Serious investors, actually, looked beyond the kneejerk reaction, since there is consensus that the 16:1 swap ratio is a good one. “The swap ratio and valuation works very well for both,” says Sanjiv Agarwal of Ernst & Young, which looked at the market price, earnings potential, earnings multiple and asset base of both RIL and RPL stock.
The reason for the merger is clear: Mukesh Ambani wanted to limit pressure on RIL, at a time when excess capacity and declining earnings were hurting his bottomline. Citigroup, which conducted the fairness opinion (it decides whether the merger is fair for all parties) said in a note that the merger proves positive for RPL, reducing earning fluctuations. Says RIL Chief Financial Officer Alok Agarwal: “The merger gives us the ability to take on larger projects”.
RIL will also buy the five percent stake held by Chevron Corp in RPL for Rs 60 a share, at a cost of $261 million.
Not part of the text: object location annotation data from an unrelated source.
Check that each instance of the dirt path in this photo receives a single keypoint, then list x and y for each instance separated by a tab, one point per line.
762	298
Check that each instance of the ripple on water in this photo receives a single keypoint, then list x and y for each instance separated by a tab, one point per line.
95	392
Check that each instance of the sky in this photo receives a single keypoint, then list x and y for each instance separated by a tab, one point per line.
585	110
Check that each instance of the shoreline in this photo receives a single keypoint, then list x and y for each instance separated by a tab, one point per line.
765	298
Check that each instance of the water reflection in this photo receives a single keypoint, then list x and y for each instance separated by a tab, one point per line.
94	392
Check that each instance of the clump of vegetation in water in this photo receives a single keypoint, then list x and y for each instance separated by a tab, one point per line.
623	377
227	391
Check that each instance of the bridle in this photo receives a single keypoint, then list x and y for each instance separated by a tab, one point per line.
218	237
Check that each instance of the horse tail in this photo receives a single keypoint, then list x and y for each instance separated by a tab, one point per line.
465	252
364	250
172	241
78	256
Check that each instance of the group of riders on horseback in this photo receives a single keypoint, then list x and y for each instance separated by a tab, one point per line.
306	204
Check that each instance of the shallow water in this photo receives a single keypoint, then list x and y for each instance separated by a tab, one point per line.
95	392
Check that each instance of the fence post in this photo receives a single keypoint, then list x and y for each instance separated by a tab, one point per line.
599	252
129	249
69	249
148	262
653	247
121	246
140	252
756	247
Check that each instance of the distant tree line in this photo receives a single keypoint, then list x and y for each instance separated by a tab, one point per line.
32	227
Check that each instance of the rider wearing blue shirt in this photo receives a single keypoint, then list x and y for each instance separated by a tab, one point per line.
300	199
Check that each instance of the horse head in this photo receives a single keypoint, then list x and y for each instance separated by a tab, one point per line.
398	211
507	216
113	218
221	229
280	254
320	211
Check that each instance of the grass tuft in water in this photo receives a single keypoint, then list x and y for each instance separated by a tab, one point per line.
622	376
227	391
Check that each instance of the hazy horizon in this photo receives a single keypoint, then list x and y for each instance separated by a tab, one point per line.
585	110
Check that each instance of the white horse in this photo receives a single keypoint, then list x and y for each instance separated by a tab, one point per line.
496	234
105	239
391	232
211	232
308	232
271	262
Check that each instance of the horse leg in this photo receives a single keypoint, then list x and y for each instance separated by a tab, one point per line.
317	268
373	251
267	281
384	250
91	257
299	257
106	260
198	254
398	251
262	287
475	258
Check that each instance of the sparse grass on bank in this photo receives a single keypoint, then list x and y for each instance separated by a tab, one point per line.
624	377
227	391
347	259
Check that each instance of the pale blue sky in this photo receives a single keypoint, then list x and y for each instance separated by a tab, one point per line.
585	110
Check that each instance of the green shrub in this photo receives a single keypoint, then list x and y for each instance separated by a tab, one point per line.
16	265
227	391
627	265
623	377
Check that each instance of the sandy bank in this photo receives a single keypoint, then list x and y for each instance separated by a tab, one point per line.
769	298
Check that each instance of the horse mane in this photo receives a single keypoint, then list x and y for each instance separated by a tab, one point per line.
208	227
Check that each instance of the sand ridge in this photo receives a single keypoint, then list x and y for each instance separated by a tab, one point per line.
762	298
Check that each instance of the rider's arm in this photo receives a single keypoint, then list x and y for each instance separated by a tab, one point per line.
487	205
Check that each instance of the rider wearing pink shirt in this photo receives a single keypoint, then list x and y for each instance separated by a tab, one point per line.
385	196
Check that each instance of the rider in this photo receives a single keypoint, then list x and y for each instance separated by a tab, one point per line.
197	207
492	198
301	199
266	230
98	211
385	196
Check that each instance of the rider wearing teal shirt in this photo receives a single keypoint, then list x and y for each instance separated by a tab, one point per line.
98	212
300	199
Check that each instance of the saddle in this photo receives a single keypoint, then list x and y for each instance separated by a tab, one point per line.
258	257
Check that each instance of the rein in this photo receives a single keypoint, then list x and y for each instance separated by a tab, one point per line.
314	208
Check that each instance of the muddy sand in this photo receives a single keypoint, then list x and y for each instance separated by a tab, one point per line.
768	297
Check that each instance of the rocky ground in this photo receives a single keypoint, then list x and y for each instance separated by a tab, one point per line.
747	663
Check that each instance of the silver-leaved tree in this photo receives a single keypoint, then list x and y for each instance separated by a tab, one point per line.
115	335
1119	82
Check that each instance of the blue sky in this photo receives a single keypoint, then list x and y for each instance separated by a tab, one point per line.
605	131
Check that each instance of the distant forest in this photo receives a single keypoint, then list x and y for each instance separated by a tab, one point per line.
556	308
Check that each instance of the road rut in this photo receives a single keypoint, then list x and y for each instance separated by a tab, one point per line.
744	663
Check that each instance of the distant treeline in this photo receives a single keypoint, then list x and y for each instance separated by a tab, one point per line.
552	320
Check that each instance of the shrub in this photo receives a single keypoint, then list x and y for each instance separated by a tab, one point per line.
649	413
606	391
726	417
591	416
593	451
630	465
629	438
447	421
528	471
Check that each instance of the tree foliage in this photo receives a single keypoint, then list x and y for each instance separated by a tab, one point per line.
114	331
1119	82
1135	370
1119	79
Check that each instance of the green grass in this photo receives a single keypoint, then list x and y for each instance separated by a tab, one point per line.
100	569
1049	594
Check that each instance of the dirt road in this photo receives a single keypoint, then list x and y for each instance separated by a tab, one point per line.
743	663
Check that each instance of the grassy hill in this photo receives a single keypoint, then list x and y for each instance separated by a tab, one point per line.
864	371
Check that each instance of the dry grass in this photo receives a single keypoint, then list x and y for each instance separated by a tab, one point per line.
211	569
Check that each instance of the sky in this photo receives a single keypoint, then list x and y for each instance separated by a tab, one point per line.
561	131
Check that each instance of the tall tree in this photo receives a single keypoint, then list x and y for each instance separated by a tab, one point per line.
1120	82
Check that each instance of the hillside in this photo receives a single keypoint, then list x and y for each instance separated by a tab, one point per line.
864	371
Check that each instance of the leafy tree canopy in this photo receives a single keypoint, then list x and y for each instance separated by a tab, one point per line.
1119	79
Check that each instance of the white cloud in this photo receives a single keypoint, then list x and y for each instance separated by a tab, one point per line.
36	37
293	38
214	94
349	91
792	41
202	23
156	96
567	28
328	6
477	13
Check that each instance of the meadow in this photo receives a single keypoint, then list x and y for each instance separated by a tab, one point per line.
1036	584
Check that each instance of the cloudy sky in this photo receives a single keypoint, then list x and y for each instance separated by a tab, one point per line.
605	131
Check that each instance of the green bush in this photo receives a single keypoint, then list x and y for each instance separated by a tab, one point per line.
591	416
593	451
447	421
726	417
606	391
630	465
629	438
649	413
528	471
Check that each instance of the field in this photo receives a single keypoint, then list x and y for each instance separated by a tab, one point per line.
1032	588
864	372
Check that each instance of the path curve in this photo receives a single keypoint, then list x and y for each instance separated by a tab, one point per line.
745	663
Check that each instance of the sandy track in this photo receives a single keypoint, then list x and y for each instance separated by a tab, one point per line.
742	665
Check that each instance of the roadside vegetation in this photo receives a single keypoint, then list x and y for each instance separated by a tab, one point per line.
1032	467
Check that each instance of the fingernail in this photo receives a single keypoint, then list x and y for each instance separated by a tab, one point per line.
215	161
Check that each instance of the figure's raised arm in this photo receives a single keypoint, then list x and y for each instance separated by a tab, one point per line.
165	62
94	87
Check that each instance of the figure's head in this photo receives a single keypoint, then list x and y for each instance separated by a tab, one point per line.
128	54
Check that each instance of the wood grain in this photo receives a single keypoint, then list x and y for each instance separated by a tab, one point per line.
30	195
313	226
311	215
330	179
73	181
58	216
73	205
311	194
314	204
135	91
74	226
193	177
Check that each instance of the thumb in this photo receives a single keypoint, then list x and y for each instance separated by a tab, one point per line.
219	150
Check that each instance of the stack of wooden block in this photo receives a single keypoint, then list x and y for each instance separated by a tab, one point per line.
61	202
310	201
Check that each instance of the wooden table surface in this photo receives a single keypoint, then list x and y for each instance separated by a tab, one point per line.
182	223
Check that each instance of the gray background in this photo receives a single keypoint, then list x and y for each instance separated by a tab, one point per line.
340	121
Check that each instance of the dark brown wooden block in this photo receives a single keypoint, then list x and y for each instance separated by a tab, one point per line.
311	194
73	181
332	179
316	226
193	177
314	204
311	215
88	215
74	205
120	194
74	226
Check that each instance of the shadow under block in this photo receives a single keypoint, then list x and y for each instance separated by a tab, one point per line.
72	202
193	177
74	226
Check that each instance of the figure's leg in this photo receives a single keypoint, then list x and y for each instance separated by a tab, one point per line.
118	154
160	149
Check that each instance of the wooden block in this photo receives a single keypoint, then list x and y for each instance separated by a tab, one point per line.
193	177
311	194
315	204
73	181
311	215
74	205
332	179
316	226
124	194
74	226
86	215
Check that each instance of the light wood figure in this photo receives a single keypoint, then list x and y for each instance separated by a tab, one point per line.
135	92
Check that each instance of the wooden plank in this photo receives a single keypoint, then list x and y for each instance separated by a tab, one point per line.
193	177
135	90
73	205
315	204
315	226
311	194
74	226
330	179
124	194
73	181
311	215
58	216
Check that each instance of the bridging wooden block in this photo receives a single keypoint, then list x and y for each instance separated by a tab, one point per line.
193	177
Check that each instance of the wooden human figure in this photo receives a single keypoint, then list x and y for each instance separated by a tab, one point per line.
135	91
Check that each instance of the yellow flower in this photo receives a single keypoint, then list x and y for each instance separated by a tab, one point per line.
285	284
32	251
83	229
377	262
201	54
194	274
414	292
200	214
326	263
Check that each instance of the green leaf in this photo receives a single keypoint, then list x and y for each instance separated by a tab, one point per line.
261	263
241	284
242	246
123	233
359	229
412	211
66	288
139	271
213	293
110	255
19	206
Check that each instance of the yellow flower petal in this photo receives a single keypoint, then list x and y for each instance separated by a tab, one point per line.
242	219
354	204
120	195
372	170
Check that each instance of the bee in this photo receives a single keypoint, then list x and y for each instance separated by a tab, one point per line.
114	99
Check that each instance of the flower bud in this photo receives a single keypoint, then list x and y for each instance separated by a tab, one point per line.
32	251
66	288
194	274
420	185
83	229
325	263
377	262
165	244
Interestingly, the price per share in rupees being paid matches what the San Ramon, California- based company had paid in April 2006. The rupee has since declined about 15 percent, cutting the value of the investment by about $39 million.
RPL’s 580,000 barrels-a-day plant was commissioned on December 25, 2008, adjacent to the existing 660,000 barrelsa- day refinery owned by the parent. “The merger will help RIL better utilise RPL’s cash flows,” says analyst Vinay Nair of Khandwala Securities Ltd, adding that the merger will also help in sourcing crude for the integrated refinery and the marketing of gasoline and diesel globally.
That the merged entity will be huge is a given. Whether it becomes a juggernaut or a dinosaur, however, remains an open question.